Se suponía que sería una visita encantadora. La amiga de mi hermana tiene un zoológico móvil de mascotas y dijo que pasarían por Brookdale Senior Living con algunos animales: pollitos, un conejo y una cabra muy mimosa llamada Pickle.
Fui sin ninguna expectativa, sobre todo porque necesitaba un respiro de mi rutina. Nos instalamos en la sala de juegos y, antes incluso de abrir el corral, los residentes empezaron a entrar con enormes sonrisas. Pero una mujer con un suéter burdeos y gafas se iluminó al ver a la cabra. No esperó la invitación; extendió la mano, le tomó la cara entre las manos y susurró: “Aquí estás, Jasper”. Parpadeé. “Ah, se llama Pickle”, dije con suavidad, un poco divertida.
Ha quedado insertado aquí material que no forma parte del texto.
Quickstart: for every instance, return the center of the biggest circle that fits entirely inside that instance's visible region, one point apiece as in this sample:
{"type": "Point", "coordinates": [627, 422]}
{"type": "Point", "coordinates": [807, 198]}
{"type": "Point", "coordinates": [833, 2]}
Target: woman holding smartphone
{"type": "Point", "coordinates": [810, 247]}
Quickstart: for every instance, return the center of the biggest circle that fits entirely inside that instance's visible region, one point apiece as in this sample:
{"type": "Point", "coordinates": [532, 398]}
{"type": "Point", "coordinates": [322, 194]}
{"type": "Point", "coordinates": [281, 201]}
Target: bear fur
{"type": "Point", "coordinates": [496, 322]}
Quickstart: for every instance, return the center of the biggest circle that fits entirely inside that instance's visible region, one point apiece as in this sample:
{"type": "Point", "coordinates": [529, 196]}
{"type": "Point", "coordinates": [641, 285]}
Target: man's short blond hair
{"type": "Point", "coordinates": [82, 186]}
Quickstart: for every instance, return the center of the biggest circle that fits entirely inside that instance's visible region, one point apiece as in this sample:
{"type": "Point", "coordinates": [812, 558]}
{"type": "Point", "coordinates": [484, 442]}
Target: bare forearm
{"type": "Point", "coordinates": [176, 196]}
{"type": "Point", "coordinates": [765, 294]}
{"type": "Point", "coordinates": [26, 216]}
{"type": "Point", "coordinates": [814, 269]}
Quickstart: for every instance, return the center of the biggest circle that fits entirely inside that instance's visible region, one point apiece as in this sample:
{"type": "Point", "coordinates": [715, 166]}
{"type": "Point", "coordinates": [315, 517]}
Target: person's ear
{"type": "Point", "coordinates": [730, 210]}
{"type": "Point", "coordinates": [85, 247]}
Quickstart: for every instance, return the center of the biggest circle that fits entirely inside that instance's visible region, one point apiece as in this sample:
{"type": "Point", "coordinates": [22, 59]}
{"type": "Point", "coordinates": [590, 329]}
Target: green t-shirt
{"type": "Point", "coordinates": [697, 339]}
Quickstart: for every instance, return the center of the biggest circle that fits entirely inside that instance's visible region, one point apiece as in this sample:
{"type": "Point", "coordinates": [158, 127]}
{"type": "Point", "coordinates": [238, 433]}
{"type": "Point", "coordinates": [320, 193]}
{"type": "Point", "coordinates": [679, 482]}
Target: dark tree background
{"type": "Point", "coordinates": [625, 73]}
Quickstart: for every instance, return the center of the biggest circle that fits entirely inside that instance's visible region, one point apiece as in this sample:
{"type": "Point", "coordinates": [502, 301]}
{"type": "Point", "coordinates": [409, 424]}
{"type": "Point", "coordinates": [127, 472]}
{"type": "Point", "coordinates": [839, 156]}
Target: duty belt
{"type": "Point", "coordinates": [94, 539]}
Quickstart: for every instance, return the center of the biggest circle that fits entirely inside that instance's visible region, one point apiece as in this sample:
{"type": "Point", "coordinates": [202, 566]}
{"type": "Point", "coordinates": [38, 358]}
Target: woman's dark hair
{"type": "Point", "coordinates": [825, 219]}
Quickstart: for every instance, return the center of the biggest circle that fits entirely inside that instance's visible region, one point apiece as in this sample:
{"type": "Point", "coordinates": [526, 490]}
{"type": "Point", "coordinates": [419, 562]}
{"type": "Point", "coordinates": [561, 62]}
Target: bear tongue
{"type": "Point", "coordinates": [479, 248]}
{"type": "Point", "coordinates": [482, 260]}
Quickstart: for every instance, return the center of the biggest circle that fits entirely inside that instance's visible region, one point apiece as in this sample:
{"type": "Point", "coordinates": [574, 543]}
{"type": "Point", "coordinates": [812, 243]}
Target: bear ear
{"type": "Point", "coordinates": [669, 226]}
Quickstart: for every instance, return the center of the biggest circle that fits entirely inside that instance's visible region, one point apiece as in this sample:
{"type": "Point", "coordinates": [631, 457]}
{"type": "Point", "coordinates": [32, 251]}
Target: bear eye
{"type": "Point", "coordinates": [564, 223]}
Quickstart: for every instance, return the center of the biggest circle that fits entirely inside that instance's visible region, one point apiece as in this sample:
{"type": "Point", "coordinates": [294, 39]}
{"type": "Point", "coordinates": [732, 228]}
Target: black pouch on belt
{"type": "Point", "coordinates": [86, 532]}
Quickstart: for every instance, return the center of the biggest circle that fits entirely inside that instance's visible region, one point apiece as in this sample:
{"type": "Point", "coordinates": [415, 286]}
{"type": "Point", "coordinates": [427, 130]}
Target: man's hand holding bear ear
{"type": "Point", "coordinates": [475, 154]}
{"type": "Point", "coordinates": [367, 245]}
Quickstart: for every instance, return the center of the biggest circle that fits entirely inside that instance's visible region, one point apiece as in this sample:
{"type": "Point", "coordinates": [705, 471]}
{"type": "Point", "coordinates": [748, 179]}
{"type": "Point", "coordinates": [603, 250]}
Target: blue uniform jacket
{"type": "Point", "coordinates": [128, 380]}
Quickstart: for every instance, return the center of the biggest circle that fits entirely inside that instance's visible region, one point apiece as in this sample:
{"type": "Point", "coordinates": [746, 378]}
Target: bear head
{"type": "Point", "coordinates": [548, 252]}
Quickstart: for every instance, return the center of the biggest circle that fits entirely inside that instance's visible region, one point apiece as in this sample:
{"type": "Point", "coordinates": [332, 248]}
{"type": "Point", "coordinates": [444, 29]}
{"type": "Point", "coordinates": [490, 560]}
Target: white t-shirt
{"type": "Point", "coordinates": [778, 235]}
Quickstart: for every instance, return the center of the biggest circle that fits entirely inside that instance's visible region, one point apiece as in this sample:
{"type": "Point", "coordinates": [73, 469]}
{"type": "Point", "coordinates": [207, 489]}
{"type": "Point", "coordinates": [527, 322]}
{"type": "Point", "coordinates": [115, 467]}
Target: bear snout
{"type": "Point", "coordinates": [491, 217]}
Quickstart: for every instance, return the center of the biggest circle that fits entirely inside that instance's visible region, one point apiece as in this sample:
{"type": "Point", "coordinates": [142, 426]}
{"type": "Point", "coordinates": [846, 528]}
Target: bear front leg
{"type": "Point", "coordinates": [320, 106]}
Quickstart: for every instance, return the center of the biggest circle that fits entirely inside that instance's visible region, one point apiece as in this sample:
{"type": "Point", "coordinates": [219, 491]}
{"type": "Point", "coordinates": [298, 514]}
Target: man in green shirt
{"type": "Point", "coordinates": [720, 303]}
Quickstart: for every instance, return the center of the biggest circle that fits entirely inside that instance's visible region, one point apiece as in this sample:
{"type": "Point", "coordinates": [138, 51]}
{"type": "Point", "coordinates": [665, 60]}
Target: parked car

Negó con la cabeza lentamente. “No. Es Jasper. Yo lo crié”.
Pensé que tal vez estaba confundida. ¿Pérdida de memoria, tal vez? Pero entonces me miró fijamente y dijo: “1973”. Teníamos una pequeña granja a las afueras de Elk River. Era el más pequeño, casi no sobrevive. Durmió en una caja en nuestra cocina durante semanas.
No sabía qué decir. Esta cabra no tenía ni seis meses. Pero no hablaba como si estuviera recordando algo; se lo creía. ¿Y lo más raro? La cabra, que había estado inquieta y curiosa todo el día, se quedó completamente quieta en su regazo. Simplemente la miró fijamente.
Entonces susurró algo que me puso los pelos de punta: Volviste. Tal como lo prometiste. Y fue entonces cuando su hija, que al parecer viene de visita todos los martes, entró con una foto vieja y desgastada. Miró a la cabra, luego a su madre y dijo: “¿Mamá? ¿Qué le estás diciendo a la cabra?”. Su hija, que se llamaba Eleanor, parecía tan desconcertada como yo. “Mamá, este es Pickle. Es del zoológico interactivo”.